R. Deixe-o ganhar experiência. Sou jovem e tenho um longo caminho a percorrer. Ajude seus colegas, aprenda e acima de tudo, ouça.
P: O que você promove?
R. Um pouco de tudo. Aos 19 anos ainda tenho muito que aprender e vivenciar. Talvez a subida melhore, porque tenho uma corrida muito explosiva. Lentamente, o tempo dirá.
a pergunta Como você se define como corredor? Eles te lembram muito do seu pai Oscar?
R. Eles me comparam muito com o pai deles. Ele foi ótimo e eu sou o mesmo corredor, mas pior.
P. No ano passado, Paris-Roubaix era o alvo para menores de 23 anos. O que mais te entusiasma nesta profissão?
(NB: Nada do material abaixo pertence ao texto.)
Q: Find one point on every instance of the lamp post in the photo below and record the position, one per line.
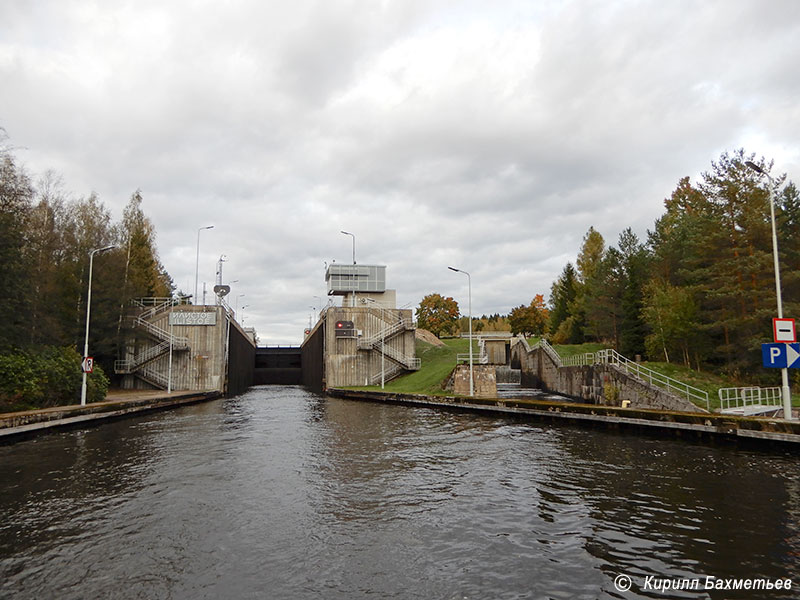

A. o meio ambiente É um dia especial porque estamos todos caminhando no mesmo dia. E os paralelepípedos… você não vê o lado verdadeiro até chegar lá. Você tem que ir ver.
a pergunta Seu pai venceu o Milan San Remo três vezes. Você gosta deste teste? Você se vê vencendo no futuro?
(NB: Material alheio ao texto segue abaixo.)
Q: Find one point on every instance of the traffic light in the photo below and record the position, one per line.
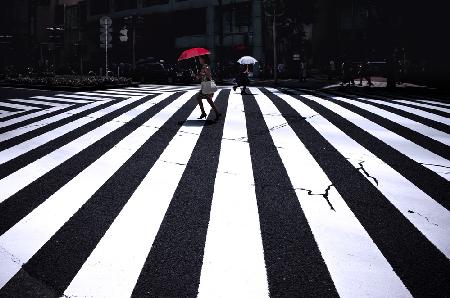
(55, 34)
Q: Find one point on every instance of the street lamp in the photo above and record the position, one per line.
(132, 21)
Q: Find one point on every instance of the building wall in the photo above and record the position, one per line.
(170, 26)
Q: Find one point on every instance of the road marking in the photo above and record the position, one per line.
(32, 232)
(402, 145)
(233, 262)
(64, 100)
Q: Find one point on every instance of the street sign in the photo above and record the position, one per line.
(105, 21)
(105, 38)
(104, 30)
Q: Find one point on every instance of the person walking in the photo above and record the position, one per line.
(205, 75)
(242, 79)
(331, 70)
(364, 73)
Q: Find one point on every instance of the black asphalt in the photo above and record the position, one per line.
(294, 264)
(418, 263)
R. Ainda não consigo sonhar em vencer. Tenho muito que aprender. Todo mundo gosta de vencer, mas falar em vitória do Milan x San Remo é muito importante. Para mim seria um sonho vencer todas as corridas. Agora é tarde demais.
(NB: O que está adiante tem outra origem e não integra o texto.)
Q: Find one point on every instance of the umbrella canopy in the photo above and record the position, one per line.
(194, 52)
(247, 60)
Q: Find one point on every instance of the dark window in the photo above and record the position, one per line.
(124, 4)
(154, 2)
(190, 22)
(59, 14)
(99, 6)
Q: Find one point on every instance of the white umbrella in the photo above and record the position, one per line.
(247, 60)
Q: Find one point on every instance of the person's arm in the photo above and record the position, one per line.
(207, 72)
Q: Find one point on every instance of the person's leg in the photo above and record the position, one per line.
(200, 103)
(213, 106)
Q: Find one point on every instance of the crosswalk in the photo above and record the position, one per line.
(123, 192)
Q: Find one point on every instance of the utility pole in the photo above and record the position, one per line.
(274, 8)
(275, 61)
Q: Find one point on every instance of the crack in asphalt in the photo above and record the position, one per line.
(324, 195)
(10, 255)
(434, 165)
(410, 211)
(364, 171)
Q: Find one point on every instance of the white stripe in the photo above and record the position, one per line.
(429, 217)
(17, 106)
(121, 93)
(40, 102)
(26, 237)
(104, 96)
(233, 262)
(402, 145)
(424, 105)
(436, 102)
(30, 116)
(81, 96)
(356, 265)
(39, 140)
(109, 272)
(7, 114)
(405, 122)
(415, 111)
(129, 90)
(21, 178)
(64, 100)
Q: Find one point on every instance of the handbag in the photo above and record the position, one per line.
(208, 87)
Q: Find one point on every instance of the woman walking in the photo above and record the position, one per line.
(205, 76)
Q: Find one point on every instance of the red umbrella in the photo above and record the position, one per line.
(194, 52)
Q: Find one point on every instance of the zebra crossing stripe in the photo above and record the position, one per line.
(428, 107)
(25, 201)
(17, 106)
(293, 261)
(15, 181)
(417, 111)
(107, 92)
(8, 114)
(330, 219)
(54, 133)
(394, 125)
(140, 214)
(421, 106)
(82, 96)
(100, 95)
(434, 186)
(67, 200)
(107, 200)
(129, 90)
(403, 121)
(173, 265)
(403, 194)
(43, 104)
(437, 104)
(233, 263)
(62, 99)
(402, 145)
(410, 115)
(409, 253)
a pergunta Que conselho seu ambiente imediato lhe dá?
A. muitos Meu pai, meus colegas… Acima de tudo, me dizem que sou muito jovem, que deveria estudar, que deveria ouvir, respeitar os mais velhos e que deveria pelo menos ir.
P: Você sente alguma pressão extra como filho de alguém?
R. Não muito. Em alguns concursos o nome dele é chamado porque ganhou, mas sempre digo que meu pai é meu pai e eu sou eu. Há pressão, mas não muita.
P: O que você está pedindo este ano?
R. Tudo pode ficar bem e alguns resultados podem surgir. Trabalhei muito na proposta e continuarei a fazê-lo. Desde que tudo corra bem e seja um bom ano, ficarei feliz.
a pergunta Por fim, você acha que no próximo ano poderá entrar no time principal como seus companheiros Pericas e Torres fizeram nos últimos tempos?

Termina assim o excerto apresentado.